First of all, I want to say I'm sorry that I'm not quite taking this topic seriously. I am saying it. I don't really feel sorry, 'cause it's actually kinda fun, but I'm guessing it's the polite thing to say, anyway.
Sorry about that.
Let me have another go.
In 3E big dragons can have natural armour bonuses of +30 or more. Suppose we relabelled them as "level adjustment" bonuses - would 3E become, in actual play, any less simulationist?
It wouldn't be meaningfully less susceptible to rules-as-laws-of-physics, no (since my point wasn't that it was simulationist, but that it presented rules in such a way that it might seem natural to use them to define the fiction: rules-as-laws-of-physics).
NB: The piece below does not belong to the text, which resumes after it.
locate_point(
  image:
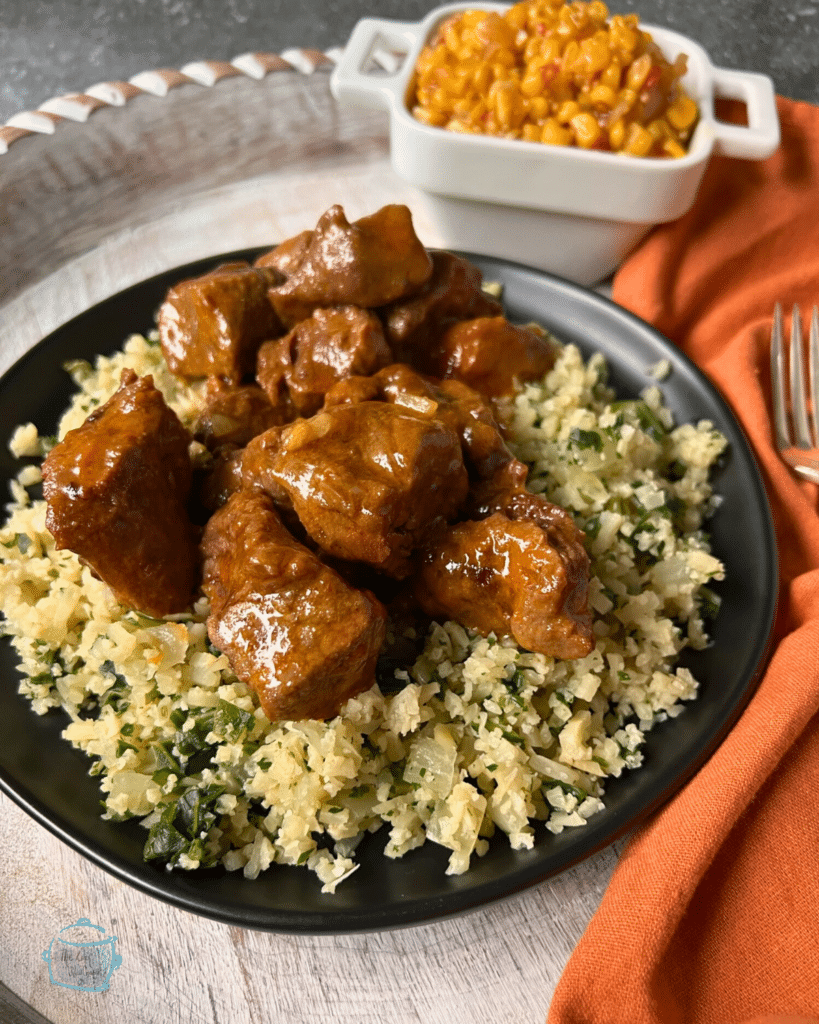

It might mess with Touch AC, depending on how it was defined, too...
My contention is no, it wouldn't, because natural armour doesn't actually mean anything in the fiction.
It means the critter is harder to hit with attacks that target AC (like fighters - I mean swords), but not any harder to hit with Touch attacks. Not any harder to hit with Vampiric Touch means something in the fiction. 'Ouch' or 'Ahhhh' depending on which side of the spell formulae you're on.
That's the point of my reference to 4e. In 4e, monsters have a level adjustment bonus to AC.
They /just/ had an AC. It wasn't broken down into components so you could strip it down to Touch AC, Flat-footed AC, Shieldless AC, Non-Corporeal-Touch-Attack-AC, Flat-Footed-Shieldless-Non-Corporeal-Touch-AC, etc...
Which, yeah, maybe a little bit less prone to rules-as-laws-of-physics. Maybe. It is pretty arbitrary.
Suppose we relabelled that as a "natural armour" bonus? Would that make 4e into a more simulationist game? Again, I don't see how it would.
Just re-labeling all of it's AC from AC to Natural AC, no, I don't see it, either. Breaking it down so certain attacks would be much more likely to hit than others - to and past the point of overwhelming the randomness of the d20, though, that could do it.
You're treating the characters as though they are fictional characters in a story, rather than real people in a real world.
It's treating the PCs as though they were PCs in an RPG.
Because that's exactly what they are.
Real people, even in a fantasy world where the gods are real, wouldn't have to deal with the shenanigans of a malevolent outsider bent on making their lives interesting.
Unless there was a malevolent outsider bent on doing so. Which, in could well be the case. The DM & Players could even literally /be/ those entities. In the every creative act creates a quantum reality trope. Or if the DM said so. It's his setting, afterall.